Il tempio, dunque, che era stato pensato per essere luogo dell’incontro tra Dio e l’uomo, ha perso il proprio fine, non obbedisce più alla propria vocazione. Già i profeti dell’antico Testamento lamentavano il deterioramento della vita nel Tempio. In particolare, il profeta Ezechiele. E allora, in qualche modo, Gesù dice che il Tempio deve attraversare la morte, la distruzione, per tornare ad essere ciò che deve essere. “Distruggete questo tempio e in tre giorni lo farò risorgere” (Gv2,19)
Cosa deve essere lo capiscono i discepoli, che vedendo ciò che accade, subito ricordano la Parola di un Salmo: “Lo zelo per la tua casa mi divorerà” (Sl 69,10).
Il salmo 69 è uno dei più citati nel Nuovo Testamento, perché descrive il giusto sofferente, che viene rifiutato, ma che rimane fedele: è un salmo messianico, che rilegge la storia di Gesù, la sua Passione.
Descrive il giusto che arde di amore per Dio, e che non viene meno alla propria vocazione, rimane obbediente fino ad essere “divorato” dall’amore.
Ebbene, questa è la nuova creazione. “Ma egli parlava del tempio del suo corpo” (Gv 2,21).
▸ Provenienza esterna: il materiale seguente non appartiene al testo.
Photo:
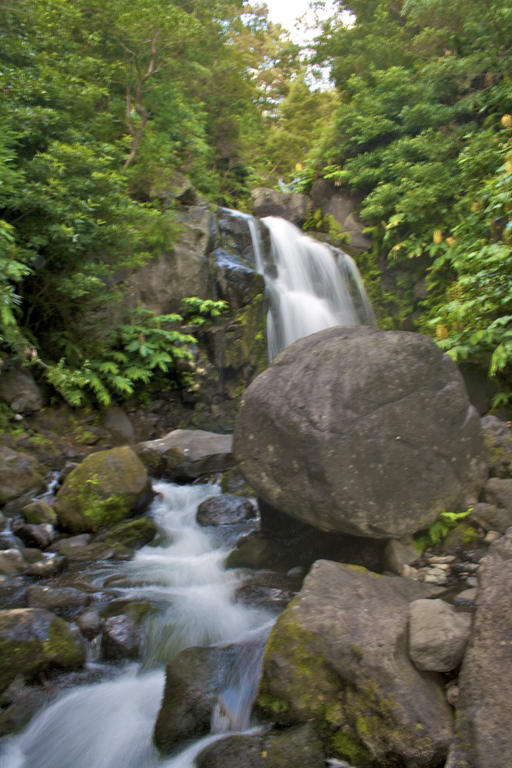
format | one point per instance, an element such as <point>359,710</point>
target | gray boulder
<point>361,431</point>
<point>19,390</point>
<point>337,658</point>
<point>186,454</point>
<point>483,736</point>
<point>437,635</point>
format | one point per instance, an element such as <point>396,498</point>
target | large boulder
<point>186,454</point>
<point>32,641</point>
<point>20,474</point>
<point>483,736</point>
<point>361,431</point>
<point>337,657</point>
<point>105,488</point>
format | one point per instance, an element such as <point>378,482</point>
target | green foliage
<point>139,350</point>
<point>439,529</point>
È il corpo di Cristo, divorato dall’amore, che passa attraverso la morte ma che della morte non rimane prigioniero. Ed è la possibilità, per tutti, di appartenere a questo Corpo.
Non solo di entrare in esso come si entrava nel tempio, ma di farne parte, di essere noi stessi, in Lui, dimora di Dio.
Anche il tempio, dunque, va guardato con occhi risorti.
Non è più un tempio di pietra, dove entrare per donare qualcosa a Dio, per riguadagnarsi il suo favore.
Ma è il Corpo risorto del Signore, luogo di libertà di cui noi siamo membra e in cui possiamo sempre chiamare Dio come Padre.